The British pound moved lower against most of its counterparts during this past week, including the US dollar, the Euro and the Australian dollar. The Euro was the biggest gainer against the British pound. The recent economic data missed the expectation, and as a result it gave a reason to the British pound sellers. The GBPUSD pair also moved lower and broke an important support area at 1.6910 level, which paved the way for more losses in the pair. The first release which encouraged the British pound sellers was the UK Gfk consumer confidence. The forecast was slated for a rise from 1 to 2, but outcome missed the expectation. The next in line was the UK manufacturing PMI, which came in at 55.4 from 57.5.
UK Construction PMI
The GBPUSD pair looks like stabilizing around the 1.6820-30 level and consolidating in a range. The UK construction PMI was also released earlier during the London session today by the Chartered Institute of Purchasing & Supply and Markit Economics. The forecast was slated for a decline from 62.6 to 62.0. However, the outcome was a bit on the positive side, as the UK construction PMI climbed to 62.4. The report mentioned that there was strong output growth across the UK construction sector during July, and housing activity remained by far the best performing construction category. One of the highlights of the report was that the job creation across the construction sector was the fastest in the last 15 years.
However, all these events can only impact in the short term. There is a major risk event lined up later during this week i.e. the Bank of England interest rate decision on Thursday. There is no change expected in rates, so it is likely that the pair might gain some traction.
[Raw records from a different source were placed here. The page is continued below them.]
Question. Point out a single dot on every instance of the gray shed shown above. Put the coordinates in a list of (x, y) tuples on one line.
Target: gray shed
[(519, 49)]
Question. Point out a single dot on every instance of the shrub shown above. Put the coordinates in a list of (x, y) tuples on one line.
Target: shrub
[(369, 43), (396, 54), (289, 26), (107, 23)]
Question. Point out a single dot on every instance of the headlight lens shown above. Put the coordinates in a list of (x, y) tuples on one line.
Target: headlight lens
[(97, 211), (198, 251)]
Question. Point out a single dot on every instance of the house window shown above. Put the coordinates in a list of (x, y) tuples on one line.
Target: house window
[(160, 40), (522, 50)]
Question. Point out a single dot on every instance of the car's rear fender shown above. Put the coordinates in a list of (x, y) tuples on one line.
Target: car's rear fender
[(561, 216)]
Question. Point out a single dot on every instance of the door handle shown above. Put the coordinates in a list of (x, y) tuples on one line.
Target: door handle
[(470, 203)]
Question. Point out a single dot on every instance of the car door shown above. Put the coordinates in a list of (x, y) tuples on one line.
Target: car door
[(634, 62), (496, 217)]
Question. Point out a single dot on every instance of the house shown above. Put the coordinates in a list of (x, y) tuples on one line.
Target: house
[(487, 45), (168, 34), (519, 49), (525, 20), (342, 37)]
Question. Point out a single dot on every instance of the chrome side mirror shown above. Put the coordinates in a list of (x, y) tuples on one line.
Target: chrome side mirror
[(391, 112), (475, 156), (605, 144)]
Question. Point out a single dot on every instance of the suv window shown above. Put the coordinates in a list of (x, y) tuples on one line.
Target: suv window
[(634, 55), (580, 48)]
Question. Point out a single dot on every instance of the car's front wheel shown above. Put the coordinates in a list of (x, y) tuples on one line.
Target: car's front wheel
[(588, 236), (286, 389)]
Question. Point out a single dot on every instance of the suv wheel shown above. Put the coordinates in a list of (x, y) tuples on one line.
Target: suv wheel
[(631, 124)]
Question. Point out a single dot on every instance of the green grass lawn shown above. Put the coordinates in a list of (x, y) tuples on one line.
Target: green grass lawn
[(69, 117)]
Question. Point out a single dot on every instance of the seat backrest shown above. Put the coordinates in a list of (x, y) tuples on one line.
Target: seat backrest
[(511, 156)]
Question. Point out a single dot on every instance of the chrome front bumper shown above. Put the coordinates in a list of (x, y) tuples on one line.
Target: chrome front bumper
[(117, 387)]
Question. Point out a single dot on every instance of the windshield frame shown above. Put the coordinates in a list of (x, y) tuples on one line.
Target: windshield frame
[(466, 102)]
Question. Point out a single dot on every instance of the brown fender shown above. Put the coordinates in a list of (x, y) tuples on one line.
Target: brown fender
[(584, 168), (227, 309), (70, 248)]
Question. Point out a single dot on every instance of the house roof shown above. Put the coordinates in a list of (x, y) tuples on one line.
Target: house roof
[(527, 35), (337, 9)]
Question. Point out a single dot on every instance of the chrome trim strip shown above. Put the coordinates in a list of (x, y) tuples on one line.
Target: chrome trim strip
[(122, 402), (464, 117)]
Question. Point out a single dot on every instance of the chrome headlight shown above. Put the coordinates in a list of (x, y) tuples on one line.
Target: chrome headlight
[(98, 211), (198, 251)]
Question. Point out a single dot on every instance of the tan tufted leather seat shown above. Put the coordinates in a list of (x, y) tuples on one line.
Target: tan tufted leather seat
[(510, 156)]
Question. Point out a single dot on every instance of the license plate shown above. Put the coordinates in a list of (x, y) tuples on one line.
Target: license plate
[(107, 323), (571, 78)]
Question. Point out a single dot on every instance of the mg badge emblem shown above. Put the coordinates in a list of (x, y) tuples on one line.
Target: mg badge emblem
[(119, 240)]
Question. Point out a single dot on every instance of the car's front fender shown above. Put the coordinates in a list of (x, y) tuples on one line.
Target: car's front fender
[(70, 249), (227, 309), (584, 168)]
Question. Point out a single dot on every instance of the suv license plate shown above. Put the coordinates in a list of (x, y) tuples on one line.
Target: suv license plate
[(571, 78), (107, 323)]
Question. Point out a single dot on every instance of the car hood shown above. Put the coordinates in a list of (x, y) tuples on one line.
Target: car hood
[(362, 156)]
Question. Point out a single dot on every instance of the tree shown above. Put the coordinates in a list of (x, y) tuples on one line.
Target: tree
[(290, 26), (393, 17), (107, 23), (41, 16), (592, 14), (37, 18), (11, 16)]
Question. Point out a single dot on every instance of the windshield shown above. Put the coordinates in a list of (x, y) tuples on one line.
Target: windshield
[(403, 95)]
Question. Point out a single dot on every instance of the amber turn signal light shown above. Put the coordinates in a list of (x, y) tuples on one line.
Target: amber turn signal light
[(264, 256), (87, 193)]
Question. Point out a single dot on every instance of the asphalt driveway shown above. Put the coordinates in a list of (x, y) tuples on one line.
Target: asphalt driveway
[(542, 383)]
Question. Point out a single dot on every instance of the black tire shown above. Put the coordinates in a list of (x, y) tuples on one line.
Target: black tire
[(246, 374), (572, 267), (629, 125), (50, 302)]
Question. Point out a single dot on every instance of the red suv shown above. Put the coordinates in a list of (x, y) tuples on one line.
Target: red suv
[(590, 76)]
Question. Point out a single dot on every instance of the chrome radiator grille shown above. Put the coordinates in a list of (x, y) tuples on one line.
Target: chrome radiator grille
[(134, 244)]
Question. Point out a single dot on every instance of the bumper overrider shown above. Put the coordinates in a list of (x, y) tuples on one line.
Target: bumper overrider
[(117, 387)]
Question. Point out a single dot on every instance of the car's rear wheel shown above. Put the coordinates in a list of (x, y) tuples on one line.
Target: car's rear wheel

Technically, the GBPUSD pair traded a touch higher during the London session, and traded close to the 1.6850 level as of writing. It is important to note that the mentioned level acted as a support earlier, and might act as a resistance moving ahead. On the downside, the 1.6810-00 is a major support area for the pair, and it must hold if the pair has to continue trading higher in the coming days. A break and close below the mentioned area might call for more losses towards the 1.6720 level. On the upside, the most important resistance lies around the 1.6910 level.